Swiss commodity trading giant Gunvor, one of the biggest in the world, has obtained regulatory approval to buy the retail business of Australian renewable energy group Zen Energy, and some of its power purchase agreements that it uses as a hedge.
The proposed deal – the terms of which have not yet been revealed – does not include Zen’s asset development business, but does include three PPAs with two solar farms and a solar hybrid and a tolling agreement with a big battery project that forms part of Zens’s hedging portfolio.
The approval for the proposed deal comes from the Australian Competition and Consumer Commission, which provided a waiver on the proposal because it says there is no horizontal overlap between the buyer and the seller, and because there is no impact on competition. Its decision was made on June 24.
Gunvor was rumoured as a buyer of Zen Energy in April, which Renew Economy editor Sophie Vorrath wrote about here, and it is no secret that Zen Energy has been canvassing buyers for all or part of its business.
Gunvor is a relatively new player in the Australian market, and hired David Maher, an energy trader who has worked with Stanwell in Australia as well as NEMMCO, to head its power trading in the Australia Asia Pacific region in 2024.
So far, the company has announced only a virtual off-take deal with Akaysha Energy’s new Brendale battery in Queensland that was revealed last year, also as reported by Sophie Vorrath.
Maher said at the time of the Brendale deal that it points to the growing opportunity in Australia’s energy market and the role global partners can play supporting the transition.
“This partnership will be an important part of Gunvor’s APAC strategy as we expand our involvement in the energy transition and provide risk management services,” he said at that time.
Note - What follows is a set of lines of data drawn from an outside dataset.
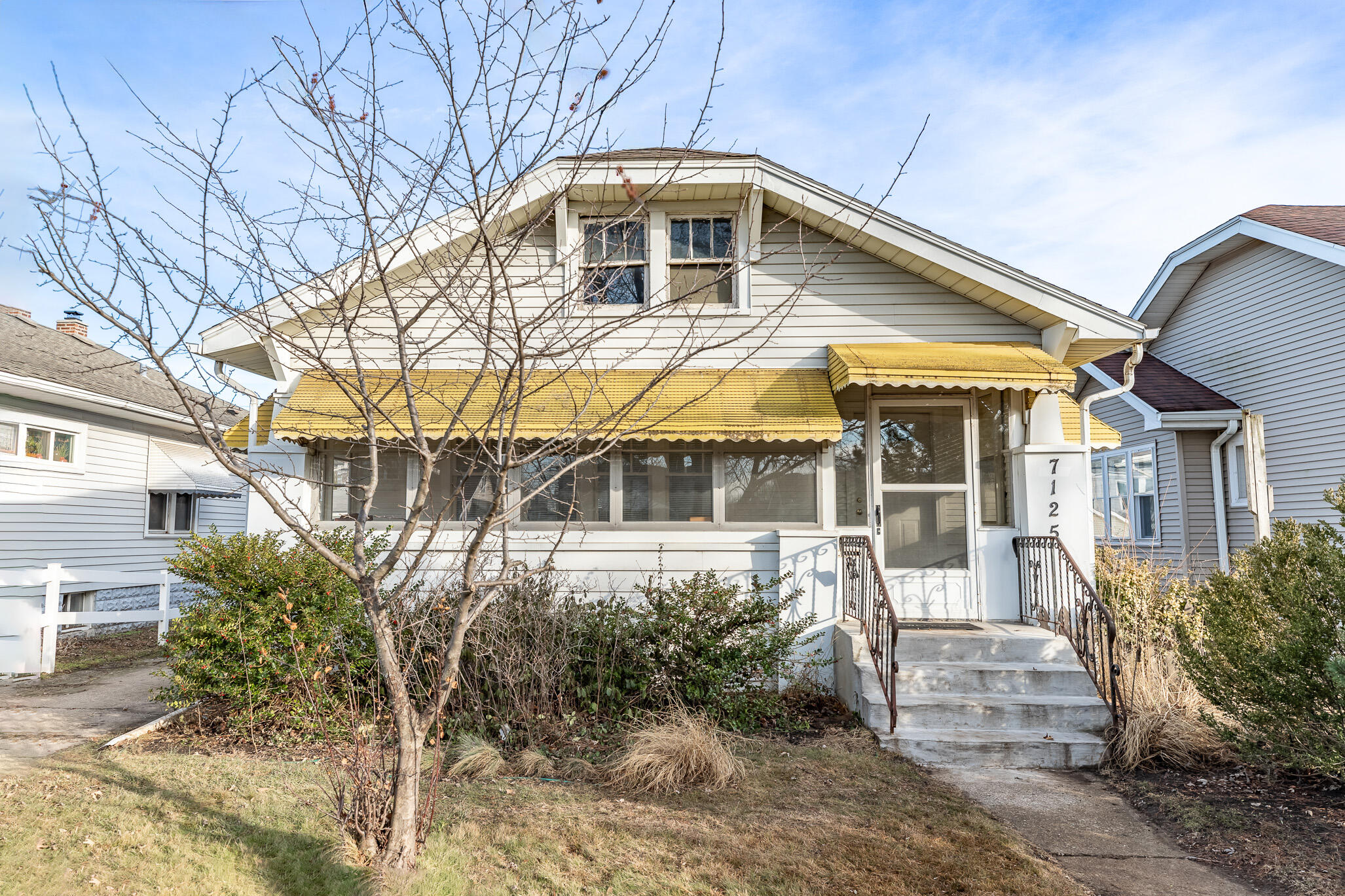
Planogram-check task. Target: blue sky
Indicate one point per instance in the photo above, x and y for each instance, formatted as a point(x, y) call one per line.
point(1079, 141)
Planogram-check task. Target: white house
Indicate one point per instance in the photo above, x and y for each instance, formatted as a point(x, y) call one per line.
point(1234, 418)
point(916, 394)
point(100, 465)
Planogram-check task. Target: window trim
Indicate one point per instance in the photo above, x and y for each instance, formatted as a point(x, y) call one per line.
point(171, 515)
point(1236, 472)
point(1152, 448)
point(56, 425)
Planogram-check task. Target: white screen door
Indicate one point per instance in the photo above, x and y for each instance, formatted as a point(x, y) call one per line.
point(922, 469)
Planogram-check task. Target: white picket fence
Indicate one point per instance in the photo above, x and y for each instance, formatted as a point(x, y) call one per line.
point(29, 630)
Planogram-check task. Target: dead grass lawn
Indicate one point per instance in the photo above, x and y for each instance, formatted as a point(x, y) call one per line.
point(834, 815)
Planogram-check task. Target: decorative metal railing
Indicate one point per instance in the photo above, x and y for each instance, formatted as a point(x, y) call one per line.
point(1058, 596)
point(865, 600)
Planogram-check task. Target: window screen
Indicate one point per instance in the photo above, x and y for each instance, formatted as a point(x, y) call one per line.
point(667, 487)
point(769, 488)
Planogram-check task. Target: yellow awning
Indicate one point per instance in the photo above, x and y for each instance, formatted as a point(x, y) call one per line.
point(237, 434)
point(689, 404)
point(948, 365)
point(1099, 434)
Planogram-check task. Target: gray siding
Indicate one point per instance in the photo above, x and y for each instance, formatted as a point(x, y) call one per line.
point(1172, 545)
point(1266, 327)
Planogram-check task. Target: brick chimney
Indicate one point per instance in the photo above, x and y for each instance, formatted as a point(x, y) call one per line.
point(73, 325)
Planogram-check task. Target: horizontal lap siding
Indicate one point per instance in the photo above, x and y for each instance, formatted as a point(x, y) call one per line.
point(1266, 327)
point(1171, 548)
point(94, 519)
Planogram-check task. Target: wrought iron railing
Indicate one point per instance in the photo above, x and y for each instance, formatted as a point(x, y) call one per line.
point(865, 600)
point(1056, 594)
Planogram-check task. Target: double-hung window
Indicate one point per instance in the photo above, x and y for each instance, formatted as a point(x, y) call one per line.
point(1125, 495)
point(615, 261)
point(701, 260)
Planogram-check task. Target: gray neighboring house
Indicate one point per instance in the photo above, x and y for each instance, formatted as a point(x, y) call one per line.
point(100, 467)
point(1235, 418)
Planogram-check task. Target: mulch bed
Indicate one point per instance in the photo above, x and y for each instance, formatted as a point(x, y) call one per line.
point(1278, 833)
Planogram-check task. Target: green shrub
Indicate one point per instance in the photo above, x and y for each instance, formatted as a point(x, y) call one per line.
point(269, 616)
point(1268, 654)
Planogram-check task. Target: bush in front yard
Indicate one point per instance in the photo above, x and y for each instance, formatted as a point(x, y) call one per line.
point(1272, 647)
point(269, 616)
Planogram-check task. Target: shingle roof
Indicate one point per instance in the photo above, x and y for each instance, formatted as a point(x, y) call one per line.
point(43, 353)
point(1164, 389)
point(1320, 222)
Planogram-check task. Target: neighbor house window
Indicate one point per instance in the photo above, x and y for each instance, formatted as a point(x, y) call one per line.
point(852, 472)
point(700, 260)
point(615, 262)
point(579, 495)
point(993, 458)
point(1236, 473)
point(171, 512)
point(771, 488)
point(1125, 495)
point(667, 487)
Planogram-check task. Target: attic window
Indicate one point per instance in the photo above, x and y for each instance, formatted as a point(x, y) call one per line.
point(615, 262)
point(700, 260)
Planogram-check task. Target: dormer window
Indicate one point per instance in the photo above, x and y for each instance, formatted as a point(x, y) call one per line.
point(700, 260)
point(615, 262)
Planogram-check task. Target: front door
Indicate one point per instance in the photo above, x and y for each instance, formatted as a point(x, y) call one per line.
point(922, 469)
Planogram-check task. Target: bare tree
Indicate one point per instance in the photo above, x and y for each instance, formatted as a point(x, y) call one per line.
point(418, 285)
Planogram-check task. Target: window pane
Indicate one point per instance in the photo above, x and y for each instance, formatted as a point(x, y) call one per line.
point(701, 242)
point(771, 488)
point(581, 495)
point(1118, 496)
point(673, 487)
point(701, 284)
point(1099, 499)
point(680, 238)
point(723, 237)
point(851, 463)
point(922, 445)
point(38, 444)
point(64, 449)
point(158, 511)
point(993, 457)
point(615, 285)
point(925, 529)
point(182, 512)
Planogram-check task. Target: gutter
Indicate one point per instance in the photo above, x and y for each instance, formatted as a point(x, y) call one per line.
point(1216, 468)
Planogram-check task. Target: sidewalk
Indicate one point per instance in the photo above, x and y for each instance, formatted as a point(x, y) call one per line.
point(1095, 836)
point(41, 716)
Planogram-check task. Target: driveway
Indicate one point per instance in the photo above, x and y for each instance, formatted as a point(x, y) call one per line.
point(41, 716)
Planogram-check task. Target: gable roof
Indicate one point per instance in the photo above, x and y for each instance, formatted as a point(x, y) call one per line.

“This landmark Agreement reflects the growing role of batteries in delivering much needed flexible and reliable energy solutions. We look forward to furthering our commitment to innovative, sustainable energy solutions.”
But the purchase of Zen is a new move. Gunvor is a supplier of fuel to Australian fuel importers, and only participates in the wholesale electricity market with derivative contracts, such as that arranged with Brendale.
Gunvor is not involved in the wholesale generation, or the retail supply, of electricity in the NEM or elsewhere in Australia, and it does not own or control any operating energy generation assets or infrastructure.
But its emergence is interesting as it represents a potentially deep pocketed new entrant into a market that is still dominated by the big three private gen-tailers – Origin, AGL and Energy Australia – along with the federal government Snowy Hydro, but is seeing the arrival of new innovative players like Amber and Flow Power.
Interestingly, Maher is a former strategic business development director at Vitol, another global energy commodity trader, which bought into another new player in the Australian market, Flo Energy, that launched into the Australian market in 2023.
Other players targeting the commercial and industrial sector – seen as the most interesting – include the Marubeni-backed Smartest Energy.
The PPAs are linked to the Tailem Bend 2 Hybrid Project in South Australia, and 23 percent of the 400 MW New England solar farm (stage 1) and the Moree solar farm, both in NSW.
The virtual toll agreement is with Zen’s 111 MW, 270 MWh Templers big battery in South Australia. Gunvor also proposes to acquire employees, intellectual property, licences, and IT systems as part of the deal.
Renew Economy is reaching out to Gunvor and Zen for comment.